Di seguito il testo dell’ordine del giorno:

A.C. 2629-A

ORDINE DEL GIORNO

 

La Camera,

premesso che:

l’articolo 5 del disegno di legge di conversione del decreto-legge 12 settembre 2014, n. 133, consente ai concessionari di tratte autostradali nazionali di avviare una procedura di modifica del rapporto concessorio;

il testo, che è stato modificato nel corso dell’esame in Commissione, prevede modifiche del rapporto concessorio da parte dei concessionari delle tratte autostradali nazionali, che devono essere sottoposte entro il 31 dicembre 2014 al Ministro delle infrastrutture e dei trasporti, devono essere esplicitamente finalizzate a procedure di  aggiornamento o revisione delle convenzioni e devono riguardare rapporti concessori in essere;

le richieste di modifica del rapporto concessorio prevedono nuovi investimenti da parte dei  concessionari, i quali sono comunque tenuti alla realizzazione degli investimenti già previsti nei vigenti atti di concessione;

le richieste di modifica del rapporto concessorio indicano inoltre che, con riferimento ai nuovi investimenti da parte dei concessionari, essi siano tenuti alla realizzazione degli investimenti già previsti nei vigenti atti di concessione e che l’affidamento di tutti gli interventi avverrà soltanto dopo il consenso preventivo dell’Unione europea;

un emendamento della Commissione ha precisato che l’attuazione delle disposizioni di cui  all’articolo 5 del decreto legge è subordinata al rilascio del preventivo assenso da parte dei competenti organi dell’Unione europea;

la disposizione in esame configura un’impostazione dirigista e chiusa al mercato, e si pone in aperto contrasto con la normativa in materia di contratti di concessione e di procedure di gara ad evidenza pubblica;

anche l’Autorità dei trasporti e l’Autorità garante per la concorrenza e il mercato hanno sollevato perplessità in merito: la prima ha paventato il rischio di “un ritorno a procedure del passato incentrate sulla determinazione in via amministrativa di canoni, pedaggi e tariffe di accesso alle infrastrutture di trasporto”; l’Antitrust ha sol­le­vato dubbi di anticoncorrenzialità;

la modifica in sede referente, e il richiamo al “rilascio del preventivo assenso da parte dei competenti organi dell’Unione europea”, è intervenuta dopo che la Commissione europea ha avviato, lo scorso 17 ottobre, la pre-procedura di infrazione Eu-Pilot, nella quale è stato chiesto alle autorità italiane di fornire approfondimenti in merito agli effetti della norma, e alla natura e la portata delle modifiche contrattuali che il provvedimento è volto ad autorizzare, per verificare la compatibilità con il diritto europeo dei contratti pubblici; in una comunicazione inviata alle autorità italiane dalla Dg Mercato interno e servizi, si osserva che la misura sembra consentire la realizzazione di “significative modifiche” ai contratti di concessione esistenti riguardanti, in particolare, lavori nell’ambito del rapporto concessorio e livello delle tariffe.

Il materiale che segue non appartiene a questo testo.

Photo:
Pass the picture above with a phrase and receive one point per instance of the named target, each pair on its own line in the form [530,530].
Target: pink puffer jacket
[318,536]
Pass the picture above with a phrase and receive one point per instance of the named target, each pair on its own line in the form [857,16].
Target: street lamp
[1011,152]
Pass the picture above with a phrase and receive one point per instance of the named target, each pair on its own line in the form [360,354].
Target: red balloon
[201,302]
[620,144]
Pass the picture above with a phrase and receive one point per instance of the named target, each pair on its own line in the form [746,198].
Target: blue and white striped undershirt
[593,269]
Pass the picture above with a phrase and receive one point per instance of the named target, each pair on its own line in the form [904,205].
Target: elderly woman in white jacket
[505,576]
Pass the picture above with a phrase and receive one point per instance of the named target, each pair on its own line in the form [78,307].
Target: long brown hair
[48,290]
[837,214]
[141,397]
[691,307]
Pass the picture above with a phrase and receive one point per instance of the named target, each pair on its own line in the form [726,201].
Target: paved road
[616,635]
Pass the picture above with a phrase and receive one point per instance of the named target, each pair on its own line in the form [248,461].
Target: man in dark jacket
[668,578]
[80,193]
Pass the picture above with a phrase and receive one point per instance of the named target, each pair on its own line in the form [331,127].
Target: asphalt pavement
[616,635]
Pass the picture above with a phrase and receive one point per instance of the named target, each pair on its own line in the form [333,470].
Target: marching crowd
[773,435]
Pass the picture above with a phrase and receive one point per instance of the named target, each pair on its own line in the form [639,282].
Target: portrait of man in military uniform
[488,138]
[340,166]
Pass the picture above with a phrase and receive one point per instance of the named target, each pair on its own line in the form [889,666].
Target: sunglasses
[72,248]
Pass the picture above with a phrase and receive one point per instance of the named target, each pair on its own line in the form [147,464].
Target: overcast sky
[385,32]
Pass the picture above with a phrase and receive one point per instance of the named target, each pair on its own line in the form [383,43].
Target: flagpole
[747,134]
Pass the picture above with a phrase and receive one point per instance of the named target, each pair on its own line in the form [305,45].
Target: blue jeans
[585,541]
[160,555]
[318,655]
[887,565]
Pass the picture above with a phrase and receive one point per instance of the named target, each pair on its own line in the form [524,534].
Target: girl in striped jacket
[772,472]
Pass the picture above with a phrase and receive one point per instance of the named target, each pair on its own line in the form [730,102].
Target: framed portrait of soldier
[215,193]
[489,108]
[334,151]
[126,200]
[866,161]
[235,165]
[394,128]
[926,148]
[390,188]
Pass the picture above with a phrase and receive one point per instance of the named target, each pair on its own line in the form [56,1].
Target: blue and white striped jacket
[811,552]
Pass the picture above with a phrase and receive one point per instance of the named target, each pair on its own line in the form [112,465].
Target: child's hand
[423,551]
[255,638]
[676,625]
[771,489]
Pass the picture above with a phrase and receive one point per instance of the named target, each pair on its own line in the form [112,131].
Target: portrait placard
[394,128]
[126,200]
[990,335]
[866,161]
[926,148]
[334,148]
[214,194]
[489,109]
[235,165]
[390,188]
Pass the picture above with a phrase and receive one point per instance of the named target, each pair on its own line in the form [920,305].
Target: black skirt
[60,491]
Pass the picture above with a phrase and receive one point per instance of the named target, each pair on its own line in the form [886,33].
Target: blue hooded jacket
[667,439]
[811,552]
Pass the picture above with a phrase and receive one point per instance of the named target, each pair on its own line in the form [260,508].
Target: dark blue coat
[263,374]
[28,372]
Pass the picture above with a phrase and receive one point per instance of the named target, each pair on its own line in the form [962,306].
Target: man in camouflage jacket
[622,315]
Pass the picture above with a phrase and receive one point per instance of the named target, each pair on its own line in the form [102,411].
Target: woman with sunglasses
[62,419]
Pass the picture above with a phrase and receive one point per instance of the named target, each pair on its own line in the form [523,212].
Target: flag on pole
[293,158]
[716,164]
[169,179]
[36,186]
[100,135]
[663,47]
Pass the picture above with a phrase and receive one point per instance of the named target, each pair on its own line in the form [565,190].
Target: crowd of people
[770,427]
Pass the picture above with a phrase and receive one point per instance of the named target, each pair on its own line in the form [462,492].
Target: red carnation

Inoltre, come risulta da notizie da stampa, la Commissione, avrebbe avvertito che “potrebbero consistere in proroghe significative della durata di concessioni esistenti”. Misure, quindi, che rischiano di violare la legislazione comunitaria in materia di appalti pubblici. La direttiva Ue su questo, infatti, consente lavori complementari non previsti nella concessione in essere “solo quando divenuti necessari, a seguito di una circostanza imprevista, per l’esecuzione dell’opera prevista”, con specifiche condizioni;
inoltre, in base ad una sentenza della Corte di giustizia, se le modifiche ad un contratto pubblico in corso hanno “caratteristiche sostanzialmente diverse” dal contratto iniziale, costituiscono una nuova aggiudicazione;

impegna il Governo

ad adottare le opportune iniziative volte a chiarire gli effetti dell’entrata in vigore della norma di cui all’articolo 5 del decreto-legge n. 133 del 2014, i casi cui verrà applicata in concreto, le modalità con cui si intenda garantire la compatibilità con il diritto europeo, nonché le implicazioni concrete a cui è sottoposta l’Italia a seguito del richiamo da parte della Commissione Europea, al fine di evitare una procedura d’infrazione volta a sanzionare il nostro Paese, a causa di una disposizione normativa la cui compatibilità con il diritto comunitario desta evidenti perplessità.